The 811's UHF Pro 8.0 remote only operates the 811 receiver via UHF... It cannot do IR for Sat mode.

Try changing your remote controls address. Default is 1, so like alot of your neighbors could be on the same frequency and I have had remote fights as well. It's all fun until your team is headed for the goal posts and pop... Blues Clues replaces the winning touchdown shot.

To change your remote address, do this.

Press "System Info" button on the front panel of the receiver itself. It is important to do this because if you select "System Info" from the remote, your likely going to change the address of the interfering unit as well, and that will not correct your issue.

So again, press "Sys Info" on the 811 front panel. The number you see listed under Remote Address at the bottom of the screen is the current address of your remote.

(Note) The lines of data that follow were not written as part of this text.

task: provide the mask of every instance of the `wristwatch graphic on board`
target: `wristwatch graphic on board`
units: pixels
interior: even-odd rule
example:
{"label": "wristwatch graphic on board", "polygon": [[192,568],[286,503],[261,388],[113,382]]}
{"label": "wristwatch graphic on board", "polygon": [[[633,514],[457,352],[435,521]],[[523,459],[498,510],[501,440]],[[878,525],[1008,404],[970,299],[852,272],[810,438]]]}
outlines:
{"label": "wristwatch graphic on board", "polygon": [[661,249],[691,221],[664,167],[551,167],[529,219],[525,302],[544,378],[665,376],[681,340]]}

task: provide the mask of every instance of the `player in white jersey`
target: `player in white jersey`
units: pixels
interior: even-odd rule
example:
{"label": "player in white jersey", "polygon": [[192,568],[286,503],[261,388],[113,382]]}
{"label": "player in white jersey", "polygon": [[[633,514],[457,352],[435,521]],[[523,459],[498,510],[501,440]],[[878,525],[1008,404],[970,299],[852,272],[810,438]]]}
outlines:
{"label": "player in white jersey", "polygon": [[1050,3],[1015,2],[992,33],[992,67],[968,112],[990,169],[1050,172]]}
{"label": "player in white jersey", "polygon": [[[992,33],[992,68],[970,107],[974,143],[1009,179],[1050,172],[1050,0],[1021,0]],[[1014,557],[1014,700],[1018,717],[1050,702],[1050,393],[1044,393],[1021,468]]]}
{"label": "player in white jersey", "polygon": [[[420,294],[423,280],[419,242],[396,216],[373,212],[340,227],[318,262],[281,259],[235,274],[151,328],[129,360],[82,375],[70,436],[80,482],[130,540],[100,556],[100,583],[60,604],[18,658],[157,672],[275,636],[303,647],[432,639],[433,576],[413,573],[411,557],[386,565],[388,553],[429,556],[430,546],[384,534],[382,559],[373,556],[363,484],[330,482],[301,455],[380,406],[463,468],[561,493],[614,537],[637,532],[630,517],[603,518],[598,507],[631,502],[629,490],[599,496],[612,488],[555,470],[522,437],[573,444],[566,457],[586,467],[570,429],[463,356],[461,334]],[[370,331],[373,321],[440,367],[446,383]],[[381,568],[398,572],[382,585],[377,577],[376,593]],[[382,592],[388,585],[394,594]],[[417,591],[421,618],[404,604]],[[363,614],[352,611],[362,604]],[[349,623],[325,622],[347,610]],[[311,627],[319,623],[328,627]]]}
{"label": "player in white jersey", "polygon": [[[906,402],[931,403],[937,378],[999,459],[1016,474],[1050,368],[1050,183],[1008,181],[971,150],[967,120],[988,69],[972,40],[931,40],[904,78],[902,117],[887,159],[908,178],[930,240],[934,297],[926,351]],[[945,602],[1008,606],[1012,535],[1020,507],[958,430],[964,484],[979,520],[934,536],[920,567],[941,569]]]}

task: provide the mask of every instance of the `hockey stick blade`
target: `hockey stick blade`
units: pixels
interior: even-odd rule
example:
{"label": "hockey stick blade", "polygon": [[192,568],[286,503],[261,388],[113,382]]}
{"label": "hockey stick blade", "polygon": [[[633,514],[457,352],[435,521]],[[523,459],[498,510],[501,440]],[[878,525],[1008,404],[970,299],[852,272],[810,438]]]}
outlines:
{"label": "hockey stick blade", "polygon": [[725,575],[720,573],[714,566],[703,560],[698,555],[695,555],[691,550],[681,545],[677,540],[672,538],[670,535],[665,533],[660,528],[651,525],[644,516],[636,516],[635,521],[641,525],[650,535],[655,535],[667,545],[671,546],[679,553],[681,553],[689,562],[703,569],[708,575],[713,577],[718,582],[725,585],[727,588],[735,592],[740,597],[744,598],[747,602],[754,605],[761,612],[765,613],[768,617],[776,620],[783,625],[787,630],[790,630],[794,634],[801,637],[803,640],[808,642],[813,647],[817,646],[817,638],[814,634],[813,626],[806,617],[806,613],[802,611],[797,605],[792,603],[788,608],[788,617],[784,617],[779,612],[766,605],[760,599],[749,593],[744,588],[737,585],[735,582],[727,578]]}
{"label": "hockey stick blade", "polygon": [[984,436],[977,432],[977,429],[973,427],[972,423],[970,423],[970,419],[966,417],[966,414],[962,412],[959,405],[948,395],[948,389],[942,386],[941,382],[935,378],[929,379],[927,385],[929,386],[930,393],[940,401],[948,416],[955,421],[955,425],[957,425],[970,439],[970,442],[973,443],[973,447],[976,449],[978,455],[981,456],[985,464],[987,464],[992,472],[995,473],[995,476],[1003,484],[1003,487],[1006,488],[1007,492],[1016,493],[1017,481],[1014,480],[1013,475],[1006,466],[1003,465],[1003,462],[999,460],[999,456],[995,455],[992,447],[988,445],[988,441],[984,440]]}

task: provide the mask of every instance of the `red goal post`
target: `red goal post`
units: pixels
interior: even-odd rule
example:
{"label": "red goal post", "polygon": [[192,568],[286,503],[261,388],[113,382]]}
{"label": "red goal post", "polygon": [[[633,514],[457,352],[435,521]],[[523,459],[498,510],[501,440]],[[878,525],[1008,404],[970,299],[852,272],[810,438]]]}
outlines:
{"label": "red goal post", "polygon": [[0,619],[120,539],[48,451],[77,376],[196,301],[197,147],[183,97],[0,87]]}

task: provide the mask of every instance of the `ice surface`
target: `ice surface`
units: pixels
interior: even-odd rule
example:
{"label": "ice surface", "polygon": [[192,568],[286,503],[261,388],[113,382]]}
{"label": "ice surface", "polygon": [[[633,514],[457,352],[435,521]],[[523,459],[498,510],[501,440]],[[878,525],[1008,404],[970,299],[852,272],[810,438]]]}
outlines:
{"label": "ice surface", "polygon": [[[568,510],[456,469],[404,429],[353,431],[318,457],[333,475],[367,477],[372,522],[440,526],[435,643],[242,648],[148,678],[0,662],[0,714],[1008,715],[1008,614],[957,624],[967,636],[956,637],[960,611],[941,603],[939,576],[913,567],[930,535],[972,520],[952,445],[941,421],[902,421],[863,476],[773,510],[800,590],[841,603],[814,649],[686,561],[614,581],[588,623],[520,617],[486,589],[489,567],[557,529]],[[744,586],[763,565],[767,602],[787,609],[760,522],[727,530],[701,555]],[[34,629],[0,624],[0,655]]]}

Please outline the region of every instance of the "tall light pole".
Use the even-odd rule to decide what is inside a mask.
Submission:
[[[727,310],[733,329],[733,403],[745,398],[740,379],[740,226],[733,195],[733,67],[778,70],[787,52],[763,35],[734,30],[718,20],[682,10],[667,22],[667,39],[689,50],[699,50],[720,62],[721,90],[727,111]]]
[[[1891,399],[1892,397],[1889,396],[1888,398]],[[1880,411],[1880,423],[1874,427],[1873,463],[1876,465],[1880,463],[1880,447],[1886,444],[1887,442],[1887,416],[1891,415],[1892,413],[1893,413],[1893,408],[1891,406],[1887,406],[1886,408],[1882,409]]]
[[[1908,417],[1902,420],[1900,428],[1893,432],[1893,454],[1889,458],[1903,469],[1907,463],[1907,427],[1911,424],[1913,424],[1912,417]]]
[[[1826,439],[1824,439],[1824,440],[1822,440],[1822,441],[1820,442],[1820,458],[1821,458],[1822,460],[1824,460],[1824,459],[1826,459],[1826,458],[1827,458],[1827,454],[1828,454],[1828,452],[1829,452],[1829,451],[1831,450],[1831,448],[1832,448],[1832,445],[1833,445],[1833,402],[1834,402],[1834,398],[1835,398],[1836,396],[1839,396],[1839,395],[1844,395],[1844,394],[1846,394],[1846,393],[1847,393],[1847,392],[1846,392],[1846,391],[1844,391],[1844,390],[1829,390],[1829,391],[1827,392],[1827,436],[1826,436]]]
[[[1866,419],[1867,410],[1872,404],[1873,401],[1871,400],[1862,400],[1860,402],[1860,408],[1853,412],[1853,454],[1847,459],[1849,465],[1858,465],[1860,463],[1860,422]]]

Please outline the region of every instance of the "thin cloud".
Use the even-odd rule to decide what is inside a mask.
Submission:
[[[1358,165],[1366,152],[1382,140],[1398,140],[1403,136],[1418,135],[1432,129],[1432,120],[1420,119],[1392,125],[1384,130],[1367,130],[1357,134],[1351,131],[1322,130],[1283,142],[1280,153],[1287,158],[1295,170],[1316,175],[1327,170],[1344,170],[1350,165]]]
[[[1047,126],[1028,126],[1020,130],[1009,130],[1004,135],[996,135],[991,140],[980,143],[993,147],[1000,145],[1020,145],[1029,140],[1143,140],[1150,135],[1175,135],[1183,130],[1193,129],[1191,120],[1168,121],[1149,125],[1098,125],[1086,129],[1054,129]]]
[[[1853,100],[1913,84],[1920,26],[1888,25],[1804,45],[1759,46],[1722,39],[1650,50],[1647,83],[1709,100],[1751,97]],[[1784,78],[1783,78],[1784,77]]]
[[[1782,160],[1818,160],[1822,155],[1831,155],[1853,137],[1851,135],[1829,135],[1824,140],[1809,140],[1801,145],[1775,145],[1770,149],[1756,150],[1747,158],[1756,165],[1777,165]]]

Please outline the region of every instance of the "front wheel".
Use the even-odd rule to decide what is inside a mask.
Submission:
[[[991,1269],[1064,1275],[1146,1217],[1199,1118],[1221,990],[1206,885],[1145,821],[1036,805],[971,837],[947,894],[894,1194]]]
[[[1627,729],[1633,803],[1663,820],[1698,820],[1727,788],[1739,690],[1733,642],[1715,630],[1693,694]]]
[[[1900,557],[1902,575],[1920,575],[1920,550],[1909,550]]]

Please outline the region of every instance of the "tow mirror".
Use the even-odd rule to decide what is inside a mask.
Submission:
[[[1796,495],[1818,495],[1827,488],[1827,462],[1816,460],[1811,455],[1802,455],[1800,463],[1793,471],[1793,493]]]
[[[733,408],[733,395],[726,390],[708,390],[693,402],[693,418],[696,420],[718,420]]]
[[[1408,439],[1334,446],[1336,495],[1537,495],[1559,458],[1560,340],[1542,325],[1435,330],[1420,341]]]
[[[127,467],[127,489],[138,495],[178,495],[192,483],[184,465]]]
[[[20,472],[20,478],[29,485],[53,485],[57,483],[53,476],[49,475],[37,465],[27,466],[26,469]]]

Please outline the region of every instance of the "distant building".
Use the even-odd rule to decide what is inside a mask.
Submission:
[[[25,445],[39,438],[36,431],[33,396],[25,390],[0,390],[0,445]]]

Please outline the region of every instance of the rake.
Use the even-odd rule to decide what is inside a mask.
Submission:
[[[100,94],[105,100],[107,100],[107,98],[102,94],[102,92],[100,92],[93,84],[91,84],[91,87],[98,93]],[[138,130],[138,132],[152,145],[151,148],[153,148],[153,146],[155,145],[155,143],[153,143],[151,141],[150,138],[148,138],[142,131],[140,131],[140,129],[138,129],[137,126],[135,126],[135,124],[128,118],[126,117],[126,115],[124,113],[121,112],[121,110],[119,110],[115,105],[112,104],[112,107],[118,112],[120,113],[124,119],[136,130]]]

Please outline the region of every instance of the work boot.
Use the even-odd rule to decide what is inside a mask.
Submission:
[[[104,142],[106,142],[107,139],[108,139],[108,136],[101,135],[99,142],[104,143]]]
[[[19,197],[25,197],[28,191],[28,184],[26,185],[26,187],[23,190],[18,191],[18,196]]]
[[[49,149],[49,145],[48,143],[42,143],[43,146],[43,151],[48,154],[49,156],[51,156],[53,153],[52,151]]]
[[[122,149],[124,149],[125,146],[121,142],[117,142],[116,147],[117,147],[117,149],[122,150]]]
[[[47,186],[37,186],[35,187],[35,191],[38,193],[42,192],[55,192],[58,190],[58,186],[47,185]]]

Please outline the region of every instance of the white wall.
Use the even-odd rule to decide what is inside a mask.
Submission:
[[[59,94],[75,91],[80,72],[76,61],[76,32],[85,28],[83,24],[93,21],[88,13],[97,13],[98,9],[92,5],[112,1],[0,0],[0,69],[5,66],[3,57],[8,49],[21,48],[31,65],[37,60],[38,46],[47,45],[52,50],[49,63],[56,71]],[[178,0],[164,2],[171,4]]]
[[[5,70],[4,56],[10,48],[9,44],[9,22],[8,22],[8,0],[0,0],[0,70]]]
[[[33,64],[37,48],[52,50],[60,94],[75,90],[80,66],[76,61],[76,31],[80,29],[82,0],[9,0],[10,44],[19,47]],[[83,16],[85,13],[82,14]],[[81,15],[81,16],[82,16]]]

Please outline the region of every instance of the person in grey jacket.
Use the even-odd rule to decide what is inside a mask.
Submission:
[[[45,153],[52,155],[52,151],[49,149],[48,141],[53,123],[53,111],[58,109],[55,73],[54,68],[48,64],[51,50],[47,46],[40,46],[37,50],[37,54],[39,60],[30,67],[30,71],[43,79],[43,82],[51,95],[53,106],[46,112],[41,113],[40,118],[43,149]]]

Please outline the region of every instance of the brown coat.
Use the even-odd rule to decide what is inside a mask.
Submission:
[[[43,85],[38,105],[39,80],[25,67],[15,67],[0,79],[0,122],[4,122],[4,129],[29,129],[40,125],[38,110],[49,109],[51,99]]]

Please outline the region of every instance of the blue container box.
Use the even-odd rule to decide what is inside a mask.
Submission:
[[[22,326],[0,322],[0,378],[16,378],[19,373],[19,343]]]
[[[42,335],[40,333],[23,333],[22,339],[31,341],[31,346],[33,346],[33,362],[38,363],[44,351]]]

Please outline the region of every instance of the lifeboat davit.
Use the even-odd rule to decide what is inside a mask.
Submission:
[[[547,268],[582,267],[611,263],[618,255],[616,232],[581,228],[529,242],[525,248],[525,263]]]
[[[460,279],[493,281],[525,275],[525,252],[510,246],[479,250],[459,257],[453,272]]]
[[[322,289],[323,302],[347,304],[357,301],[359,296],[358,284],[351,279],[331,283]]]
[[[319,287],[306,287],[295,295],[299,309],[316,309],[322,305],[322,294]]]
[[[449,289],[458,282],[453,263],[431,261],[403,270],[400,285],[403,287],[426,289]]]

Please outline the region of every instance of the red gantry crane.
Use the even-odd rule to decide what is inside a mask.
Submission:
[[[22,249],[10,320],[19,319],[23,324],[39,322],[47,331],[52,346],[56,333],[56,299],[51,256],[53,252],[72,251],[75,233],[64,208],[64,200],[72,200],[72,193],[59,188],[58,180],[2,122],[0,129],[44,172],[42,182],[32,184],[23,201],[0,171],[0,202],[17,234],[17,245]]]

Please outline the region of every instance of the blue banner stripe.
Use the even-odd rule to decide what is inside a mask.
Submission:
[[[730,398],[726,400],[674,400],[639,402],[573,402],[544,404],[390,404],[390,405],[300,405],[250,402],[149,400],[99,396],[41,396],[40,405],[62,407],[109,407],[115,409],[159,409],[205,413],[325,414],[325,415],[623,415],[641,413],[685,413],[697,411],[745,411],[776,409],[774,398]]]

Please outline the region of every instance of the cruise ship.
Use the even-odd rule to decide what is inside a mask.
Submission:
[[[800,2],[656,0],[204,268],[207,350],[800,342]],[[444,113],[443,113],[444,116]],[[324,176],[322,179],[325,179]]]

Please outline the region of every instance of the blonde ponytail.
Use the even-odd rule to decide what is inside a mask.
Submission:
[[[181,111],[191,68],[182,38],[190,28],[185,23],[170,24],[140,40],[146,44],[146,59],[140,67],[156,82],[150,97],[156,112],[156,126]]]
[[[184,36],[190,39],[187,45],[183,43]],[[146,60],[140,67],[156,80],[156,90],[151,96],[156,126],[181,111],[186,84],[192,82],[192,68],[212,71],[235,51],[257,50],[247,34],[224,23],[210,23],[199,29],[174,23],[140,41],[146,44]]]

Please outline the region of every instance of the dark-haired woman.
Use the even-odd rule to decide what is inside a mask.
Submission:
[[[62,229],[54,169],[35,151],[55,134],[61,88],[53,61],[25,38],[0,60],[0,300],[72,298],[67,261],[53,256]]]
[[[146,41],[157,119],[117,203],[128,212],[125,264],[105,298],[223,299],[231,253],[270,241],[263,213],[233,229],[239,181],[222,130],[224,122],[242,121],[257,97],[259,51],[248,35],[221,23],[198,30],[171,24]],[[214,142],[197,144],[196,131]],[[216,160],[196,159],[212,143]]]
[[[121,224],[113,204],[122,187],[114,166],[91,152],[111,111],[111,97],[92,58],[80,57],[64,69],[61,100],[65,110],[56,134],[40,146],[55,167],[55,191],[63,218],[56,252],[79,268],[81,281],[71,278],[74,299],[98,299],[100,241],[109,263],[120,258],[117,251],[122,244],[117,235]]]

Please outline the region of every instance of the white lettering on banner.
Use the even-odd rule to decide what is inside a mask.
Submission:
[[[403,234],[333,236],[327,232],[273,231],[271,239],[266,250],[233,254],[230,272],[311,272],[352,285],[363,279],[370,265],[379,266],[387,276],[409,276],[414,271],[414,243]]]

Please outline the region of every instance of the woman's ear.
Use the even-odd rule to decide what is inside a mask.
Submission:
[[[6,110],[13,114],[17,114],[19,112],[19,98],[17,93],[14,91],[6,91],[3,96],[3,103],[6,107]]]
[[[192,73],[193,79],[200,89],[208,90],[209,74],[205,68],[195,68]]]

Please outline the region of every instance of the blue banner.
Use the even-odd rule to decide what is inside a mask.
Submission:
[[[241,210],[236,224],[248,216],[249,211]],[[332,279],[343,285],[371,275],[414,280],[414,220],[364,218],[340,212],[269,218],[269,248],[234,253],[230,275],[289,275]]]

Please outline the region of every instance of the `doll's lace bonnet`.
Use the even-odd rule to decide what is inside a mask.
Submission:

To change it, Hold down the "SAT" button on your remote until you see all mode buttons blink, then type in your new desired address, for grins, select a high number, type in "11" then press the pound key "#". You will see the "SAT" button blink like 3 times to tell you it is a valid address. Then, while still in the "Sys Info" screen, press the "Record" button on the remote. This step is critical, because otherwise you will change the remote addy, but not the receivers addy, and your remote will not function until you do change the address on the receiver.

After you pressed the "Record" button, you should have seen the number listed under "Remote Address" change. Now with the remote you can exit out back to TV and you should be good. If you get interference again, try another remote address, but this should probably fix your issue.

BTW, the interfering unit does not need to be another 811. All ViP and Dish Pro receivers that use UHF Pro, operate on the same frequency range. It could be a 622, 522, 921, etc...

Hope this helps,
Jason


----------



## blkhouse (Jan 18, 2005)

Thanks, I will try that.

There are no Dish Network units in the area that could account for the problem - next Dish I have seen is over 1/4 of a mile away. I think for some reason it is a new cell phone scanning, my close neighbors are cable or Directv. The only popups I get are "Get Info" screens.

I know the remote only does UHF, but the 811 unit itself actually will pick up IR signals from another source. I had to program my father-in-laws Harmony Universal IR Remote, and I tested it on my system feeling for sure the 811 part wouldn't work. I was surprised, It was slow but it worked. That is why I checked to see if any of my other IR remotes actually affected the unit.


----------



## Jason Nipp (Jun 10, 2004)

blkhouse said:


> Thanks, I will try that.
> 
> There are no Dish Network units in the area that could account for the problem - next Dish I have seen is over 1/4 of a mile away. I think for some reason it is a new cell phone scanning, my close neighbors are cable or Directv. The only pop ups I get are "Get Info" screens.
> 
> I know the remote only does UHF, but the 811 unit itself actually will pick up IR signals from another source. I had to program my father-in-laws Harmony Universal IR Remote, and I tested it on my system feeling for sure the 811 part wouldn't work. I was surprised, It was slow but it worked. That is why I checked to see if any of my other IR remotes actually affected the unit.


OK, let me ask a question for clarification, what exactly does this pop up say?

Does it say something like: "Your Electronic Program Guide is out of date", with a Get Info, Cancel, Ignore selection screen, type of thing?

Can you take a picture of this and post it?


----------



## blkhouse (Jan 18, 2005)

Thanks for the info. I have changed it.

Whatever channel I am on it shows the "Info" button information. The program name, synopsis, etc... It is as if I pressed the button. It doesn't happen all the time, but it is weird because it is only that function. I press the cancel button and then it sometimes pops right back up. Eventually it stops.

I fought pretty hard one time it went on (with my immediate canceling) about 10 times in fairly rapid succession then whatever it was gave up or moved on. Just weird. I hope the change helps. I can't predict when it will happen.


----------



## Jason Nipp (Jun 10, 2004)

If it doesn't work, it is possible your remote is hosed.


----------



## blkhouse (Jan 18, 2005)

I changed the remote channel, but it happened again. Changed the remote channel again and it happened again. I am beginning to think I do have some kind of interference with another remote which is malfunctioning.

Fairly certain it is the IR mode. I will have to investigate. Thanks for the tip, it has me looking in another direction.


----------